Ritual of worship had to be performd befoe we could eat: they took almost an hour. We burnt incense and made offerings of rice wine to our ancestors (my grand parents,) the sky god, the earth lord, the local god of the particular appartment level (level 3.) There is also a neighbourhood shrine at the end of the road. My uncle burnt "hell bank notes" and gold ingots made from river reed paper. All the dishes we ate were first offered to the spirits and gods. We took turns in worship from the eldest to youngest, from male to female.

Afterwards, all the married people gave red envelopes to the unmarried. Usually, this means that the elders had to give. But since my younger cousin got married this year, there was a reversal of circumstance where she and her husband had to give me money. I guess I kinda fucked up the normal course of the social condition right here in Macau.

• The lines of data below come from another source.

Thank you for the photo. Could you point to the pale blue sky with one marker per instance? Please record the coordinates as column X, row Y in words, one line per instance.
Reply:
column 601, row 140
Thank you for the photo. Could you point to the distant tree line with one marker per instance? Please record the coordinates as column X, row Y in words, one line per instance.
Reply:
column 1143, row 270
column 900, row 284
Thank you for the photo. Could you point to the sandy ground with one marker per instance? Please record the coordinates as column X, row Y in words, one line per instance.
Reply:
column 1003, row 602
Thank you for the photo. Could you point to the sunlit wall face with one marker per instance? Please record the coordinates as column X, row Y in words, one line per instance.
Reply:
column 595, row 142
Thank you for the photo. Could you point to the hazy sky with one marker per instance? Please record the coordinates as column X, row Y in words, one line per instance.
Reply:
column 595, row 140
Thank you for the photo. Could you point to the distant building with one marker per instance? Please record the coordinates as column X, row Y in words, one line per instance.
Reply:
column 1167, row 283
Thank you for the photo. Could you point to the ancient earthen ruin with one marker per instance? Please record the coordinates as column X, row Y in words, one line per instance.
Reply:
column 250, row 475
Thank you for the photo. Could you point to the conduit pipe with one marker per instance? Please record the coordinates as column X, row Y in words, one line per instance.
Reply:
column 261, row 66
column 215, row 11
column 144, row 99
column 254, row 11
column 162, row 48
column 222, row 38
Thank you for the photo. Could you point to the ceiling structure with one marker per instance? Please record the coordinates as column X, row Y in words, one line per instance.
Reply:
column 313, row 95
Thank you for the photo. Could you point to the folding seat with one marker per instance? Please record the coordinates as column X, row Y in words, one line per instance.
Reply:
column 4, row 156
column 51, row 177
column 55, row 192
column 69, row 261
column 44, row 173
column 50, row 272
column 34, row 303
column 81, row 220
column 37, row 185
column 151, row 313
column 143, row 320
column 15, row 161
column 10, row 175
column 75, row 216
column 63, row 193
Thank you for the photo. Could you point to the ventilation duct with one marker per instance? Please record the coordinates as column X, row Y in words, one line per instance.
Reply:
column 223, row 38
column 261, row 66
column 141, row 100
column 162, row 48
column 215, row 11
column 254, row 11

Little ceremonies are observed during the meal whose origins and meanings are not fully understood or lost. I had to eat a second bowl of rice -- possibly to signify personal growth and progress. For dessert, we had to have sugar dumplings served in odd numbers.

There are others. Candles are burnt in twos, but incense in threes. Debts must be completely repaid. New pants (but not shirts) are worn. There is even a tradition (thankfully no longer observed) to not wash one's hair for the duration of the whole New Year's celebration (20 days.) The seventh of the first month is considered to be Person Day: it's every person's birthday on that day. (My father used to add an extra year to his actual age. He would say, "Well, my birthday is in July, but I have to add the seventh of the first month as well.")

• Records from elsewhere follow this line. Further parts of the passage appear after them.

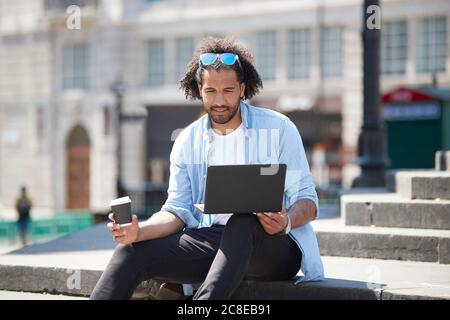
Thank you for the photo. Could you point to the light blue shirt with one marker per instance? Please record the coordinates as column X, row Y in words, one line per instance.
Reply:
column 270, row 137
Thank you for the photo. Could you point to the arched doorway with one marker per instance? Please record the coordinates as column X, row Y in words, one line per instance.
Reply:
column 77, row 172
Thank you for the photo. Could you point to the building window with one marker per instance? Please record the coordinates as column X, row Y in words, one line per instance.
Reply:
column 76, row 66
column 106, row 121
column 298, row 59
column 331, row 52
column 184, row 49
column 156, row 63
column 40, row 123
column 266, row 46
column 394, row 47
column 431, row 45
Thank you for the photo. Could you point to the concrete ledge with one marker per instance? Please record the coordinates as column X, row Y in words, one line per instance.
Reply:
column 337, row 239
column 427, row 184
column 390, row 210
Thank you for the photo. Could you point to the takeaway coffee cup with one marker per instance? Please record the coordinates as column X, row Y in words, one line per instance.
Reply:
column 121, row 207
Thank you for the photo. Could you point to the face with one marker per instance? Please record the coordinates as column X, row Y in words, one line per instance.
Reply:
column 221, row 92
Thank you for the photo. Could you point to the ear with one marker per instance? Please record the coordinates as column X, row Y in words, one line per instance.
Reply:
column 242, row 90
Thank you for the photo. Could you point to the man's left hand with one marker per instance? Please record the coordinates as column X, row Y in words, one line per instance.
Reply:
column 273, row 222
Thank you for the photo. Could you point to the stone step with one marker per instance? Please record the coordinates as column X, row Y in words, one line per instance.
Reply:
column 392, row 210
column 73, row 264
column 346, row 278
column 337, row 239
column 418, row 184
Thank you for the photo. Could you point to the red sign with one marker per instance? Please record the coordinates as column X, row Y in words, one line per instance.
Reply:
column 406, row 95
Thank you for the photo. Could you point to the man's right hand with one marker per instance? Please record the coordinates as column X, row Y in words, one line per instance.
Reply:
column 126, row 233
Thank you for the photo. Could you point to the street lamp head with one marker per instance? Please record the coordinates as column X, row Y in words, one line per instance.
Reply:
column 118, row 87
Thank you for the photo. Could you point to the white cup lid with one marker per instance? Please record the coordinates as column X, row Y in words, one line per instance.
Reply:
column 118, row 201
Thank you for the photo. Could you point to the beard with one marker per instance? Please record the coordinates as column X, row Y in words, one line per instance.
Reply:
column 222, row 114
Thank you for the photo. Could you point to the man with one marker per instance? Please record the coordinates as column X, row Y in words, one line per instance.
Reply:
column 23, row 207
column 180, row 244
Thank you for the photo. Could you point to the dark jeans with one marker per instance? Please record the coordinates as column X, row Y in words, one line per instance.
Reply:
column 218, row 257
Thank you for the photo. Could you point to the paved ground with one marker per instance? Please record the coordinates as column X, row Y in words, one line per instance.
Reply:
column 19, row 295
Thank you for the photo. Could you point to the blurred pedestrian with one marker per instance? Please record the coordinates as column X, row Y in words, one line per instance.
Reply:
column 23, row 206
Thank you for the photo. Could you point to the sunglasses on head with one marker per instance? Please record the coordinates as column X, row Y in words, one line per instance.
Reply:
column 228, row 59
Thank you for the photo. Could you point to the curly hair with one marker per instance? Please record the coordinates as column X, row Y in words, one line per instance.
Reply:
column 248, row 74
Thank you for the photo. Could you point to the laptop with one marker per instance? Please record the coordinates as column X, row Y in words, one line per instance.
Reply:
column 244, row 189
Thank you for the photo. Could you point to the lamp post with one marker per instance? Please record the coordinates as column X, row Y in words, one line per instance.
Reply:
column 372, row 140
column 118, row 89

There are other small ceremonies and observances that I am sure I missed. I had to ask my relatives about many of them. But even they do not fully understand the meanings and ramifications of all of the things they do; they just do what they had always done from year to year and from generation to generaiton.

Later that night, I had dinner with my father's friend's family. They are middle-class -- versus my uncle who is of the working class. They had slightly different traditions than my uncle. Worship of ancestors was roughly the same. But they had different dishes for dinner to signify for things I am unaware of.

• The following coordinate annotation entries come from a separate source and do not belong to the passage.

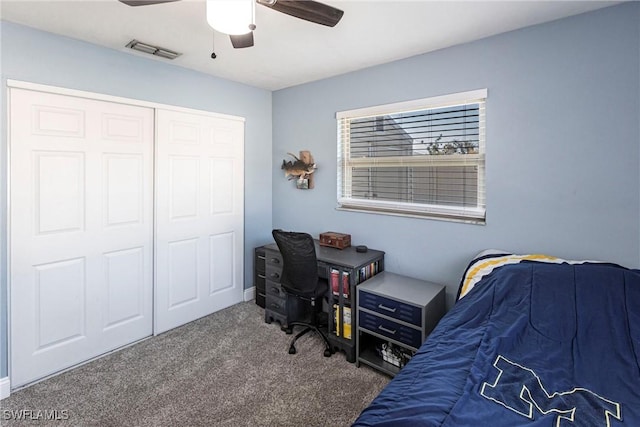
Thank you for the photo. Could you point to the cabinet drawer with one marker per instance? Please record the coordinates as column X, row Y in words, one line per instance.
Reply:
column 391, row 308
column 274, row 289
column 389, row 329
column 273, row 274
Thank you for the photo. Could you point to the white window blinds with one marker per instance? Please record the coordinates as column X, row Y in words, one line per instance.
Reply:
column 418, row 158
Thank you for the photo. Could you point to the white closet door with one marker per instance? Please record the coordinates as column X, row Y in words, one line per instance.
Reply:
column 81, row 230
column 199, row 216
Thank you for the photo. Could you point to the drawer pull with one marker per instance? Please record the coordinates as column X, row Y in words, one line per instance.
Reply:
column 389, row 331
column 392, row 310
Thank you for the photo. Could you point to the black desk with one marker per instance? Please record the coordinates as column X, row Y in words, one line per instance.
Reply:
column 357, row 266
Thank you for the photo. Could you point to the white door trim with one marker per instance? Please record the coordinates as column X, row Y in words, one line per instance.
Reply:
column 112, row 98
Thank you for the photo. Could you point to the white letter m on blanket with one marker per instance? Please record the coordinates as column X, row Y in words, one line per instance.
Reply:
column 519, row 389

They put little red envelopes of money on top of mandarin oranges. It's an homonym: "over mandarin oranges," "picking (as in picking fruits) good fortune. They also had a giant cherry blossom plant hung with litle ornamental red lanterns and decorative red bows -- almost like a Christmas tree.

After dinner, I was drafted by my father's friend to setup the New Year display window at his store. We hung red posters with gold letterings and a likeness of the god of wealth.

I had dinner on the next day with my second-cousins. Four generations of their family gathered for dinner. There were easily forty people. This is already the more casual dinner. In previous years, I was told, they had a few hundred people for the family get-togethers.

They are an old family in Macau and had the most traditions. I was not present for most of them and I was told that they don't observed many of them now. The only thing I was told to do was to fill the tea cup of anybody who gave me a red envelope. And I was busy. I had never received so many red envelopes in my life. My pocket bulged an extra two inches. There was lots of drinking and eating.


Macau is a very happy place to spend Chinese New Year. Firecrackers are legal! In fact, highly encouraged. Every store owner burn at least two packs to welcolme the new year. My father's friend burned a massive pack, the size of a machine gun cartridge in front of the store. Passer-bys were warnd, "Siu pow jaern!)

I went to the night market with my little cousin. The night marekt is traditionally a place for merriment during the New Year. Balloons, flowers, and pinwheels were sold everywhere. They had even shut off the massive fountain in front of the former Portugese colonial legislative building and placed over it a giant ornamental display of a golden rat.

As we headed back home, all along the Macau street, all thru the night, the rat-ta-tet-tet of firecrackers burst randomly like exhuberant celebratory twenty-one gun salutes. People are bustling and pushing and hawking and eating and laughing and drinking and making their way in no hurry to the new year.